Patience Duvall - Lynsey Harrison's best friend. She shares a room with Wei Lin Chang and Razina Jackson in books 1-6 and just Wei Lin in book 7 onwards, much to her disappointment. Like Lynsey, Patience is spoiled but less confident and only shows interest in something if Lynsey does, such as horse riding. Having Edward Hunter Duvall, author of a bestselling fantasy book series, as a father adds to her yet another reason to look down upon the less socially-prominent students. Patience has a Connemara named Moonlight Minuet that her father bought for her because he enjoys horse riding. His daughter, however, was irresponsible and schooled Minnie in wet sand, causing her to strain a tendon. After this injury, Patience quickly lost interest in Minnie. She is also enemies with the four main characters after she tattled on Dylan for jumping Morello as a midnight dare set by Lynsey. In Chasing Dreams she decides to switch to playing golf and has a crush on the golf instructor.

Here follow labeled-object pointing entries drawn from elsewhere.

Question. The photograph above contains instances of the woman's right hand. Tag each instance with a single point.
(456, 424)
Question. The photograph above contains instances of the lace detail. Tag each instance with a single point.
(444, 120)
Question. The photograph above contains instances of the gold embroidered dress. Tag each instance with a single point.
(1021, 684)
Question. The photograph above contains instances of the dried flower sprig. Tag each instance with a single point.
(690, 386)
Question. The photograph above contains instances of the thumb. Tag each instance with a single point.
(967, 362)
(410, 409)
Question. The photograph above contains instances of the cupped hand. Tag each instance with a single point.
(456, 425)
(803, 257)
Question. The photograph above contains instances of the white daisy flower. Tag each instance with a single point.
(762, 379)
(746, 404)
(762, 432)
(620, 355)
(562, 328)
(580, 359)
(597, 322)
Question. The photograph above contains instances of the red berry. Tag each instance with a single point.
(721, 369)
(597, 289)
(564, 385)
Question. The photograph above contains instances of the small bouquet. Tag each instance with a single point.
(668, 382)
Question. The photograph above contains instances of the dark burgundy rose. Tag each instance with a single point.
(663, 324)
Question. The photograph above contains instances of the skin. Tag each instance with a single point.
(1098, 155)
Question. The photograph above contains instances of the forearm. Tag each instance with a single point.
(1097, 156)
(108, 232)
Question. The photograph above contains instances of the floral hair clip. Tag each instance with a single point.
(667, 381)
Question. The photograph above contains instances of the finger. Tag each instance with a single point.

Samuel "Sam" Harper - Honey's twin brother. He has had a rather complicated relationship with Lani; she found out about him when helping Honey escape a show to see him in hospital, where he is suffering from Leukaemia. They eventually start to date in A Time to Remember. In Racing Hearts Sam starts school at Saint Christopher's (known as St Kits). Sam's the oldest twin.

Caleb Smith - is a rider from Saint Kits. He met Malory in the summer before The New Class at Cheney Falls Stables. Malory and Caleb get along well until The Scheme Team where they break up due to an argument over how important winning is. After getting back together in All or Nothing they fall into a steady relationship. Caleb owns a grey gelding called Pageant's Pride (a.k.a. Gent).

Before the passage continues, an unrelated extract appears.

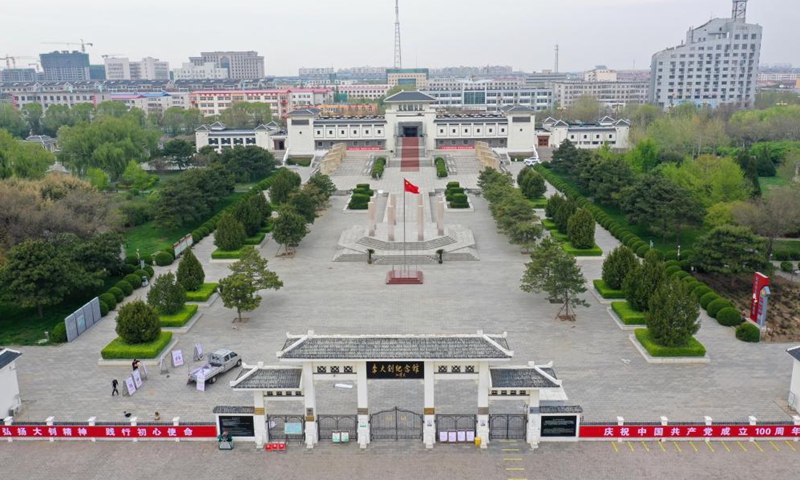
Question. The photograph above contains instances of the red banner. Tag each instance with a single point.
(759, 282)
(688, 431)
(112, 431)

Joshua "Josh" - is a non rider at Saint Kits. He is Caleb's best friend, and Honey's boyfriend since Playing for Keeps.

Razina Jackson - is a non rider at Chestnut Hill. She is an Adams student and shares a room with Patience and Wei Lin in books 1-6 and it is unknown who she shares a room with in book 7 onwards. Her mother owns an art gallery in New York and is a rather big traveller, going to all sorts of places such as the Norwegian Fjords and Africa.

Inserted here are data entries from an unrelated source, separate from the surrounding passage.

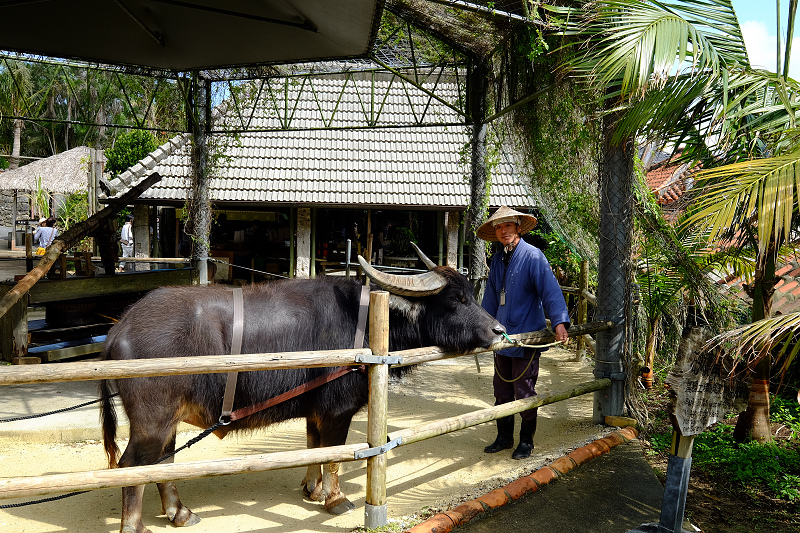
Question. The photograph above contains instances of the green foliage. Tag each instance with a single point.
(75, 209)
(129, 148)
(753, 466)
(560, 256)
(786, 411)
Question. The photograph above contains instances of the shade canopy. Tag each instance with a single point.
(184, 36)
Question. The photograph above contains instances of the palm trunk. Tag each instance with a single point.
(650, 352)
(16, 147)
(753, 424)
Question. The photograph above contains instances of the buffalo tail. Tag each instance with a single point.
(108, 417)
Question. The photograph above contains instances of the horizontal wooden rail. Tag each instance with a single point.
(432, 353)
(207, 364)
(448, 425)
(26, 487)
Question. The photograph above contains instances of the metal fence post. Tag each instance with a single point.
(375, 514)
(613, 278)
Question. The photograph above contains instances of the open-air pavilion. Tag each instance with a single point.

Wei Lin Chang - is an Asian American girl who is another non rider in Adams at Chestnut Hill. She shares rooms with Patience and Razina in book 1-6 and just Patience in book 7 onwards although Patience isn't very happy about this.

Alexandra Cooper - while smart, is very indecisive. She is an Adams student at Chestnut Hill, and shares a room with Lani and Malory in book 1-6 but just Malory in book 7 onwards.

Kelly and Sarah - are Chestnut Hill's grooms. They are very friendly, and willing to let the students help take care of some of the horses. They care for all the horses very well. Sarah owns a fancy dressage gelding called Mischief Maker.

Nathaniel "Nat" Carmichael - Dylan's cousin and Ali's son. He goes to Saint Kits. Lynsey flirted with him in "The New Class" but stopped in the second book.

Amy Fleming - The main character from "Heartland" is called in to assist Malory with Tybalt's issues around trusting her, managing to avert his sale as a result.

"Heart Of Gold" - When Edward Hunter Duvall buys his daughter Patience a beautiful grey Connemara pony named Moonlight Minuet "Minnie" Honey can't help but fall in love with her. Patience is careless and treats Minnie like a fashion ornament. Honey begins to care for the Connemara pony, but along with getting used to the excitement of the new term, parties and homework, comes another thing to stress and worry about for Honey, the fact that her twin brother Sam, who has been in remission for leukaemia, has been infected again. While Honey struggles to deal with it all, she begins to push her friends away, not even telling them about the fact that she has a twin. Eventually she tells Dylan, Lani and Malory but only after a long time does she tell Lani how sick Sam actually is. The two hatch a plan to stow away from the All Schools League Show in which they're helping the Chestnut Hill team, and head to the hospital where Sam is ill. They manage to get in a heap of trouble, but it is worth it for Honey to see her twin. Malory and Dylan are shocked at what Honey was going through and the four friends end up stronger than ever. Thankfully, also Sam's fever goes down and he has improved.